The Obama budget accounts for a full SGR repeal, but it offers few details on how the administration would propose paying the roughly $300 billion, 10-year cost of eliminating the formula. Democrats and some Republicans have expressed support for using unspent war funds to pay for a repeal, a tactic that has won the favor of organized medicine. But several GOP leaders have dismissed the war funding strategy as an accounting gimmick.
The American Medical Association appreciates the inclusion of an SGR repeal in this year's White House budget, said AMA President-elect Jeremy A. Lazarus, MD. "Scheduled cuts to physicians who treat seniors and military families have threatened patient access to care, and temporary patches by Congress have made the problem bigger and more expensive. The time has come for a permanent solution."
But the president's budget, along with any budgets that might be adopted by Congress, serves only as a guideline for establishing annual spending levels and tax policy. Actual funding for federal programs in fiscal 2013 will be set by House and Senate appropriators, who often do their work without guidance from any congressional budget.
Republican lawmakers denounced Obama's newest budget and said Congress would not go along with the priorities it establishes.
The budget calls for $22 trillion in entitlement spending during the next 10 years. Medicare, Medicaid and Social Security are on a path to consume 10% of the gross domestic product, said Sen. Orrin Hatch (R, Utah). "These programs are on autopilot to fiscal ruin. They are the leading driver of our debt, and they threaten seniors currently relying on the programs and our children and grandchildren who'll have to pay for them."
The budget does address health entitlement spending and would lower future deficits, Krueger said. Medicare spending would be reduced by $302.8 billion from 2013 to 2022. The budget proposes aligning Part D drug pay policy with Medicaid to save $155.6 billion. Adjusting postacute care payments would save $56.7 billion, and reducing Medicare coverage of hospitals' bad debt would lower spending by $35.9 billion.
The Assn. of American Medical Colleges opposes a White House plan to lower Medicare graduate medical education payments by $9.7 billion over 10 years. "Such cuts would mean that up to 10,000 fewer physicians will be trained every year when the nation already faces a shortage of nearly 92,000 doctors in the next 10 years," said AAMC President and CEO Darrell G. Kirch, MD.

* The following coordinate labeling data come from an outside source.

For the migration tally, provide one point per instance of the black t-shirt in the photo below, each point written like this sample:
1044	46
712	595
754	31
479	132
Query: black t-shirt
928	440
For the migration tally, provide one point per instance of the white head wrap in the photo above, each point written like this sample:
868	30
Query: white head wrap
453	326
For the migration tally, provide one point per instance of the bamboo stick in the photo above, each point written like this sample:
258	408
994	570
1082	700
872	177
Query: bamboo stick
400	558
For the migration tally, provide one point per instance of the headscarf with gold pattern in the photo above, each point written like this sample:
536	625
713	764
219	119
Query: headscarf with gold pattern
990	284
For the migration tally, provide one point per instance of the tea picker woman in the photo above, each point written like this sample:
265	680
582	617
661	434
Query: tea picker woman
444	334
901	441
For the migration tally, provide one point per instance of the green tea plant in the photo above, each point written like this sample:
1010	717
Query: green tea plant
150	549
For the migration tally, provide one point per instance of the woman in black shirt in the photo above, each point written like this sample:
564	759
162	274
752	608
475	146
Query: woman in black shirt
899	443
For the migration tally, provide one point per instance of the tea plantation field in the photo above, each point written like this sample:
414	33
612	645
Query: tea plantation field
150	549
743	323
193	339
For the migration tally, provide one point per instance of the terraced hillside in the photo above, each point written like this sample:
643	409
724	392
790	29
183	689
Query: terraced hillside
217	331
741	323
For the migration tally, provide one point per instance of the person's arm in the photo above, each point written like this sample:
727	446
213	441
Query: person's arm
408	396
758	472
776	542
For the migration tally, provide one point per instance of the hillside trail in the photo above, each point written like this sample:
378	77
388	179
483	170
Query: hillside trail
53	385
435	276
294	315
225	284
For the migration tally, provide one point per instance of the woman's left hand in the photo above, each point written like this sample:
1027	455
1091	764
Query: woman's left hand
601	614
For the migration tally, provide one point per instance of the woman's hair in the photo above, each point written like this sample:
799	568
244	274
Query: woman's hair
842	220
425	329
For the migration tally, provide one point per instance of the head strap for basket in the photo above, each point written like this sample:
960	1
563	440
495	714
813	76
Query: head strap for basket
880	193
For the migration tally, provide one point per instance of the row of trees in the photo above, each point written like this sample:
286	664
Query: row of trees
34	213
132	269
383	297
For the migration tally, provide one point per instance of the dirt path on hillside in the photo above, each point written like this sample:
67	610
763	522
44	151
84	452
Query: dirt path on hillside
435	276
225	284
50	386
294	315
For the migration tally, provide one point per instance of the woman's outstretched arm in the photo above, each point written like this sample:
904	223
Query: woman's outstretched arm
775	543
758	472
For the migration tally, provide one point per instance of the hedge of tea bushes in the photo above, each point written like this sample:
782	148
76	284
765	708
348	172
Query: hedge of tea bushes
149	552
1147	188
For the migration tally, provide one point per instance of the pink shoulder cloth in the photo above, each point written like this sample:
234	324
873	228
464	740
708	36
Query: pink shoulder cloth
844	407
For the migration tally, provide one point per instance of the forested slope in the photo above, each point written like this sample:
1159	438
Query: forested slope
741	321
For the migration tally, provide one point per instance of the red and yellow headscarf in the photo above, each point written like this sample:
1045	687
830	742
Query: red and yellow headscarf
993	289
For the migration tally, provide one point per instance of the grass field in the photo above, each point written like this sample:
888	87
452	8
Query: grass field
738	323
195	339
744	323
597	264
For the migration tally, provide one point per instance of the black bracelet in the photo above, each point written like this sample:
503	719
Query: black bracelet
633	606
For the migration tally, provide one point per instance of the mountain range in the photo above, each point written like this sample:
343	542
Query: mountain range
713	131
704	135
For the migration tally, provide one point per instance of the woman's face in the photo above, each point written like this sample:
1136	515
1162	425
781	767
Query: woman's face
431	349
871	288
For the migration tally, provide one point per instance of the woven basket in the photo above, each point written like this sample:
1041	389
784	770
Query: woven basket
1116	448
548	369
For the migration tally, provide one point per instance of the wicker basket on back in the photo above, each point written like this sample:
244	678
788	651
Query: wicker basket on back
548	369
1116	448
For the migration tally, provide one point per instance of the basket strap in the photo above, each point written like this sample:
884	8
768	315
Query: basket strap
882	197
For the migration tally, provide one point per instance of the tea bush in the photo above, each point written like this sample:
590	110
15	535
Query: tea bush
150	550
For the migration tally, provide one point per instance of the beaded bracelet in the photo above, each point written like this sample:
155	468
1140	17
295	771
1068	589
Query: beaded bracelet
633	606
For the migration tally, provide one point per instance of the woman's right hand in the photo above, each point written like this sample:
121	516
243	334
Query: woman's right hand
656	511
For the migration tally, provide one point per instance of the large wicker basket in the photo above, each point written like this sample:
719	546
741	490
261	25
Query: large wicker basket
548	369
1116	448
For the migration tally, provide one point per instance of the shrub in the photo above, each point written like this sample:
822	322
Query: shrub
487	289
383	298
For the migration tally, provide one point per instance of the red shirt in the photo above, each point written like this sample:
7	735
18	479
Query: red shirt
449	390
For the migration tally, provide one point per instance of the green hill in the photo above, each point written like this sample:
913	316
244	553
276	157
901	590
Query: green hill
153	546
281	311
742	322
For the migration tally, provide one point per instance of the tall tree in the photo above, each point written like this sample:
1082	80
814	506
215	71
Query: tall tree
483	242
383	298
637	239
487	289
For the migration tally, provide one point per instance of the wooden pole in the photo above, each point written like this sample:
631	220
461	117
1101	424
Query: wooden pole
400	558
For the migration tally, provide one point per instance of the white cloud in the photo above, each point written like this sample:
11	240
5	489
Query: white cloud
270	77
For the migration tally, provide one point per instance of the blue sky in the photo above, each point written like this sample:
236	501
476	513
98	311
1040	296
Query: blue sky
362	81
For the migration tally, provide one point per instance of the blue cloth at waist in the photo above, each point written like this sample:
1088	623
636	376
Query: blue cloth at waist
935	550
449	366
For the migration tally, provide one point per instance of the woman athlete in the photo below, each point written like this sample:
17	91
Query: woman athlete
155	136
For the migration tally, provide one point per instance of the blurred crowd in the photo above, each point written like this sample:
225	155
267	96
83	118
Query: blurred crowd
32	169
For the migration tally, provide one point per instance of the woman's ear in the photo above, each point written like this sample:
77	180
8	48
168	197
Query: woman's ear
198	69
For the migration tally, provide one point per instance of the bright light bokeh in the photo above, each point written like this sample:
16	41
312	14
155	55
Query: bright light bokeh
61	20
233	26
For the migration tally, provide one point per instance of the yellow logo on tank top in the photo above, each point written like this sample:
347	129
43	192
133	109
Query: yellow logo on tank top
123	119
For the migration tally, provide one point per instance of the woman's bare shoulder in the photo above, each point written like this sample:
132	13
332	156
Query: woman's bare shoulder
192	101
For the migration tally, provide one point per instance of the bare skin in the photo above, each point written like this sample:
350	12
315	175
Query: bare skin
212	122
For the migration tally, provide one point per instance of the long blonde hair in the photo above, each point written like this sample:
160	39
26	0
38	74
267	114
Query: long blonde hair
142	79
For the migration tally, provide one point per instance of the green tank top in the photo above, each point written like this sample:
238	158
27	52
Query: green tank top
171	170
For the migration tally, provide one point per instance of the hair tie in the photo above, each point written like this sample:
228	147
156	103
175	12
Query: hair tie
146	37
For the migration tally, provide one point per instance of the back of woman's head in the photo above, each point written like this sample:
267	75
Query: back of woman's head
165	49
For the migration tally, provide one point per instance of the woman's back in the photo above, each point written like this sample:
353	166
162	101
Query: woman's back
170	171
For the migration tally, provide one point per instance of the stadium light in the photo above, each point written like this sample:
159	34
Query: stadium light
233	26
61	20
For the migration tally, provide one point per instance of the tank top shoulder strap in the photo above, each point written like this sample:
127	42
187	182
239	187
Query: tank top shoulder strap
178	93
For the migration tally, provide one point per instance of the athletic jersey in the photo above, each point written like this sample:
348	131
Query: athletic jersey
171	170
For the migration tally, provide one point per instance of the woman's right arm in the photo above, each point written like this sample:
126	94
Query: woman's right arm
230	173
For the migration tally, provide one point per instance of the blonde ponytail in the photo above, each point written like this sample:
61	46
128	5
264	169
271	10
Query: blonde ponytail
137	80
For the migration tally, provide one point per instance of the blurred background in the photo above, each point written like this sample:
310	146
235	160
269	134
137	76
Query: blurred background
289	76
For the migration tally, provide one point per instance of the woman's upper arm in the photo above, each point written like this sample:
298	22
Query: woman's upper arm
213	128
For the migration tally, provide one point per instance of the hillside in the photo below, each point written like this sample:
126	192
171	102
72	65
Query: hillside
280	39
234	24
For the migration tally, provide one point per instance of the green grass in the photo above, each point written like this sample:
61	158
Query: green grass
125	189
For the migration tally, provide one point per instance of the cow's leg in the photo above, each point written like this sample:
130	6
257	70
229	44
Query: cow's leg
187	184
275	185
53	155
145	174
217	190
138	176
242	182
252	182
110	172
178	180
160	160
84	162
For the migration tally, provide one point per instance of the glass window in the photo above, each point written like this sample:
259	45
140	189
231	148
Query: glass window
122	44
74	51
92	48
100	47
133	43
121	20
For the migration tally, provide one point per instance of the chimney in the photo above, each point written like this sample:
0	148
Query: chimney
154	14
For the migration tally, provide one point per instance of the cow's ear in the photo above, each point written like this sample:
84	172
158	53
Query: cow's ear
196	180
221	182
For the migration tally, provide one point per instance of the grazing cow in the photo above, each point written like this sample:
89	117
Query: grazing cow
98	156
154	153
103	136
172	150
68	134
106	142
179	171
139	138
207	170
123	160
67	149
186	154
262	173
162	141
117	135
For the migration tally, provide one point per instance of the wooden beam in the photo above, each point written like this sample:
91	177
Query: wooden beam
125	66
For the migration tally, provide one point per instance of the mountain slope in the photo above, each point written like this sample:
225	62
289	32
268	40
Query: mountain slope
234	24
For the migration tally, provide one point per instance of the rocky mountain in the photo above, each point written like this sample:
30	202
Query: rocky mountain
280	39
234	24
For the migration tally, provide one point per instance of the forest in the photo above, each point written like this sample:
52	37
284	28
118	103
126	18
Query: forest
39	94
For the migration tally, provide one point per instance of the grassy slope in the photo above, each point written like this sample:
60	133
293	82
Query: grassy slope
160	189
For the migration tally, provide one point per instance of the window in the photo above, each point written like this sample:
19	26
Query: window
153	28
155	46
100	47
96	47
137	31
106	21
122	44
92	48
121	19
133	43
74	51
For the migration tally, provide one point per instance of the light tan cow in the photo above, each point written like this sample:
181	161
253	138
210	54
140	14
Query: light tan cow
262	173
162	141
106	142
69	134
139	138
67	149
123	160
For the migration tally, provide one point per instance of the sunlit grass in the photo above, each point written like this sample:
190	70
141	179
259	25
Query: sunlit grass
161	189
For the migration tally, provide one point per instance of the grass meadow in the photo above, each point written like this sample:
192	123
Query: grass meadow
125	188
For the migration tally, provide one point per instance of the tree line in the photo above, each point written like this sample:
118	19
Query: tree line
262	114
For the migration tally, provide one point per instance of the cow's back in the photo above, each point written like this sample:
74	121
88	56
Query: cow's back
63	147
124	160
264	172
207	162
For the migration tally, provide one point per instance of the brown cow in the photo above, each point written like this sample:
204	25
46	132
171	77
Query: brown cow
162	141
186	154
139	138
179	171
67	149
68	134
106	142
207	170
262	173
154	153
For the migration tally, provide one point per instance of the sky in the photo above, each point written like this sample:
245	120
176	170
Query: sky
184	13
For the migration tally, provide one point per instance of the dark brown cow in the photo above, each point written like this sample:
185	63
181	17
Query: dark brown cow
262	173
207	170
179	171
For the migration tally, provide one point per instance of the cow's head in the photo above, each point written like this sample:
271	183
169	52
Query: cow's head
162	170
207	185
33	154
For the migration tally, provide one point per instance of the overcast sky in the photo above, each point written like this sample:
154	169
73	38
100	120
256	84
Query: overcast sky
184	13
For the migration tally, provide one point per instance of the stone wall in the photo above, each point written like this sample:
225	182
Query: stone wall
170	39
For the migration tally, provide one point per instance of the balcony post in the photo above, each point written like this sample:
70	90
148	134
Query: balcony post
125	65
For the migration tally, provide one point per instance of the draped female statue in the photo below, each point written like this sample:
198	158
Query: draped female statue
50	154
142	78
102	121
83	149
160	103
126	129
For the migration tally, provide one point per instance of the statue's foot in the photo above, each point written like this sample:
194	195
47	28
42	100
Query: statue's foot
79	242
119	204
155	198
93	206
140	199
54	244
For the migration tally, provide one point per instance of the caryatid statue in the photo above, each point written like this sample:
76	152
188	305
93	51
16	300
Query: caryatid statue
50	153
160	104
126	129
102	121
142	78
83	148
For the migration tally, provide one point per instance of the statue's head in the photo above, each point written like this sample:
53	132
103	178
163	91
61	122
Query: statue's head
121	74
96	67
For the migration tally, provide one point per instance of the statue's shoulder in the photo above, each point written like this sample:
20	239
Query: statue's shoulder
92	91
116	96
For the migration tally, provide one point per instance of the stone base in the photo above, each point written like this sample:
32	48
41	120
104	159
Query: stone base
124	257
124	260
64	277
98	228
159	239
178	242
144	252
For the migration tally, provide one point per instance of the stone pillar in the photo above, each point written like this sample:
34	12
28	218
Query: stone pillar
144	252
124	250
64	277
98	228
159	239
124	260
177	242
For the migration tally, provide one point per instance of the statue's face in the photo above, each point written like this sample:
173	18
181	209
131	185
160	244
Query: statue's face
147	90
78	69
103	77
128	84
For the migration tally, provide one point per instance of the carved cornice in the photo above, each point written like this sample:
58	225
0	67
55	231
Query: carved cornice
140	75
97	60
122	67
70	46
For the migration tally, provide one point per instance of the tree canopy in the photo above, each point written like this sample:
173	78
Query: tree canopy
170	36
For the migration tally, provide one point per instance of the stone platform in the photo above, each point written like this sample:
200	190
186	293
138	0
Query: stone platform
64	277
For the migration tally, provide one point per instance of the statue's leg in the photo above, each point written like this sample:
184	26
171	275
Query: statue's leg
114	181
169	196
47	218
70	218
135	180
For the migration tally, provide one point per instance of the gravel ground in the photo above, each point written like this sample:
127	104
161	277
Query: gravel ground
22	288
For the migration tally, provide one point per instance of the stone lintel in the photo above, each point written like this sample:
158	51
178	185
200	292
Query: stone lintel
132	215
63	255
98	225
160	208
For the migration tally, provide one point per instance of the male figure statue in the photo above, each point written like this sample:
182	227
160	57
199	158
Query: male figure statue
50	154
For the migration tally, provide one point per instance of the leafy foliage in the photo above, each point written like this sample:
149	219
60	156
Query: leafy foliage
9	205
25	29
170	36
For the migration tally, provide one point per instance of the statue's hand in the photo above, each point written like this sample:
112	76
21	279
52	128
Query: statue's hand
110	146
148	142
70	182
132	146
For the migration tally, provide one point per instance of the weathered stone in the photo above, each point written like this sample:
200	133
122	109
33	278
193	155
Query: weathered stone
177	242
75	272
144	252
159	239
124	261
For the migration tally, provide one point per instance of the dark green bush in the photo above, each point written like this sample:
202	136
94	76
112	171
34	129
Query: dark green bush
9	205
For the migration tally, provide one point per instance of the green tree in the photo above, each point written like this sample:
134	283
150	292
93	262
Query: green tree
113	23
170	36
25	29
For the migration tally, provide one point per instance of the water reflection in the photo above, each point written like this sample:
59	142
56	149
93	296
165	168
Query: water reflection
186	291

The National Assn. of Public Hospitals and Health Systems also objected to proposed Medicaid policy changes that would limit the federal matching funds states could procure to pay hospitals and physicians. The proposal to squeeze those funds by $21.8 billion could lead some states to make pay cuts or otherwise pass costs onto doctors and patients, said Bruce Siegel, MD, MPH, the association's president and CEO.
The Centers for Medicare & Medicaid Services has earmarked $1.9 billion in the budget to prevent fraud and waste. The administration believes that investment would return about $5 billion by 2017.
Medicare has begun using more prepayment predictive modeling technology to flag fraudulent claims, but the administration still is trying to determine the added money it saves the program through deterring additional fraud, said Peter Budetti, MD, CMS deputy administrator and director of the agency's Center for Program Integrity. "As everybody in the public health community knows, it's hard to measure the effects of prevention."